La marcha me pareció menos peligrosa que patética. Vi, arriba y abajo del escenario, un movimiento político cansado, sin entusiasmo, que repetía consignas delirantes que nadie escuchaba pero tampoco nadie cuestionaba. Una manifestación a reglamento, con esa doble banalidad del kirchnerismo de sentir un desprecio absoluto por la república y al mismo tiempo hacerlo con desgano, sin épica, mecánicamente. En 2020 pasé por esa misma plaza para ir a algunas de las marchas ciudadanas contra la reforma judicial, la estatización de Vicentín o la extensión de la cuarentena. En cualquiera de esas marchas, que no tuvieron discursos ni tribunas, convocadas por las redes sociales, había más energía política que en la de ayer.
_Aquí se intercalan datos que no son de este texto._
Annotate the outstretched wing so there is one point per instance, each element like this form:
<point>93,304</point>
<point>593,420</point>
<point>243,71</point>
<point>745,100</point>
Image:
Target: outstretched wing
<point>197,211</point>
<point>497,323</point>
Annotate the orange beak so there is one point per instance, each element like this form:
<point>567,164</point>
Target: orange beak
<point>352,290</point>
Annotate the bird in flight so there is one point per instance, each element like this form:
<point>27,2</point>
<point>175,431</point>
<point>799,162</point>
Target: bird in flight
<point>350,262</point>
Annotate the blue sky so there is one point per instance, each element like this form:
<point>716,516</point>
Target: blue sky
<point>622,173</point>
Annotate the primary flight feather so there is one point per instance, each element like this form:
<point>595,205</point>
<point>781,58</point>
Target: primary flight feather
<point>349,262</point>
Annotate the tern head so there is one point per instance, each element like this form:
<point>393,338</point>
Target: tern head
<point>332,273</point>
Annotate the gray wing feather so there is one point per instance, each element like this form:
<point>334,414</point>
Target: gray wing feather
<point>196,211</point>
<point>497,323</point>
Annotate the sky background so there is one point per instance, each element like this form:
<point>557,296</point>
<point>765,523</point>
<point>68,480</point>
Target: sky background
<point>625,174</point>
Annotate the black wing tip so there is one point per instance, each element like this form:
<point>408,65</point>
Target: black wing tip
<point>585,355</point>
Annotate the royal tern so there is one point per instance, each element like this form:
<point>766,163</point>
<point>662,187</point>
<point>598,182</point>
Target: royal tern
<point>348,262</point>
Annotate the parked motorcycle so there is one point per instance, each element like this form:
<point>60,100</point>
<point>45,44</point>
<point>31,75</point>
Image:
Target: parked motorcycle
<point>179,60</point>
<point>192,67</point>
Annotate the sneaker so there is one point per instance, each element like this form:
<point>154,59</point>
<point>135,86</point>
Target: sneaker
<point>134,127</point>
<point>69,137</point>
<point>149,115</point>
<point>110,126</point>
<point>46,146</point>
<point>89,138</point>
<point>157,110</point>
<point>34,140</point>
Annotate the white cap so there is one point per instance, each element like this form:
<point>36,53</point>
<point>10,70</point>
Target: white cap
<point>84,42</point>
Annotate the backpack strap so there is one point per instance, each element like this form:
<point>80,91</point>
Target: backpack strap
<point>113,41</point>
Mientras escuchaba a Kuliok y Banegas turnándose para decir sus parlamentos me preguntaba cuánto había de convicción y cuánto de teatralidad en lo que decían y en la respuesta, siempre tibia, de los pocos manifestantes que podían escucharlas. (El volumen de los parlantes estaba bajísimo, a 30 metros ya no se oía nada, y miles de personas en Plaza Lavalle charlaban o chusmeaban, en la suya, completamente indiferentes al acto que las había llevado hasta ahí.) Que fueran actrices le daba al acto una capa extra de performatividad, de máscara, de dramatismo, que alejaba aún más de la verdad a sus argumentos, ya de por sí estrafalarios. Eran dos señoras leyendo un evangelio y recibiendo la misma respuesta zumbona y poco comprometida que conocí en mis años de misa semanal, hace un siglo.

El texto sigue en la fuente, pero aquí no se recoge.